A sharp drop in the average size of remortgage loans from peak values in early 2008 indicates borrowers are running out of options for refinancing short-term consumer debt with home equity.

Quarterly mortgage figures released by the Irish Banking Federation (IBF) last week showed the average value of a remortgage – or switcher – loan fell from €267,000 in the first quarter of 2008 to about €190,000 in the third quarter of this year – a decline of 30%. First-time buyer and mover purchase home loans fell by just 15% and 11% respectively over the same period.

Finance sources said the collapse in house prices was making remortgages, priced off loan-to-value ratios, not only smaller but harder to obtain.
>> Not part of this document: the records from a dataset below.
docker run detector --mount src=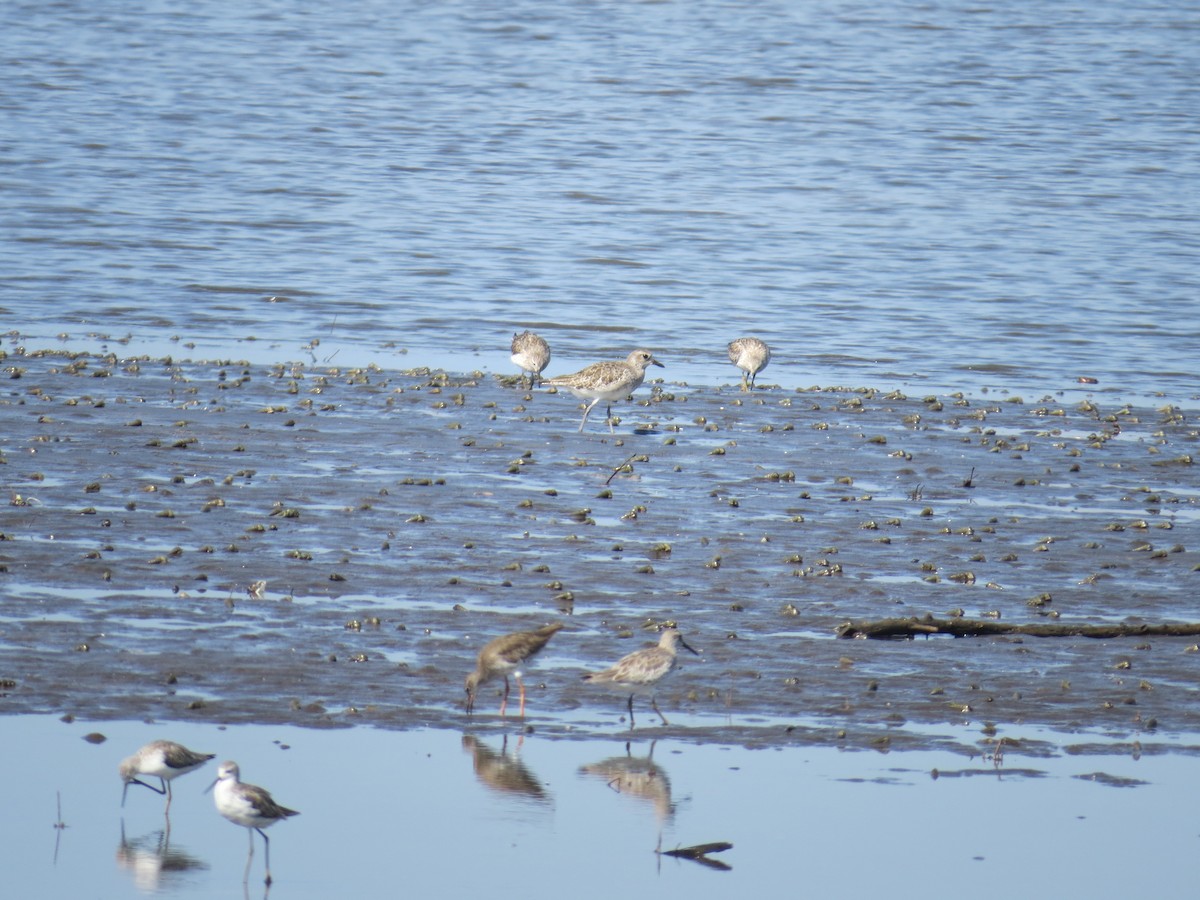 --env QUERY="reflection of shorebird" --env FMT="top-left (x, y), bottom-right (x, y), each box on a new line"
top-left (118, 740), bottom-right (215, 812)
top-left (512, 331), bottom-right (550, 388)
top-left (728, 337), bottom-right (770, 391)
top-left (462, 734), bottom-right (548, 800)
top-left (545, 349), bottom-right (662, 431)
top-left (580, 743), bottom-right (674, 823)
top-left (583, 625), bottom-right (700, 728)
top-left (467, 622), bottom-right (563, 719)
top-left (116, 821), bottom-right (209, 893)
top-left (212, 762), bottom-right (300, 884)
The change was also making it more difficult for borrowers to leverage equity to pay off unsecured debt, such as credit cards, personal loans and overdrafts, when switching lenders.

Banks have been tightening lending criteria across the product range as market observers have warned about a "second wave" of loan impairments as consumer debts go bad.

Meanwhile, the IBF has confirmed that Ulster Bank's head of capital markets, Robert Gallagher, has replaced Mike Ryan as president of the federation. Gallagher was due to take up the post next year at the end of Ryan's two-year term. However last month Ryan became deputy financial regulator of Qatar, prompting Gallagher to step in as acting president.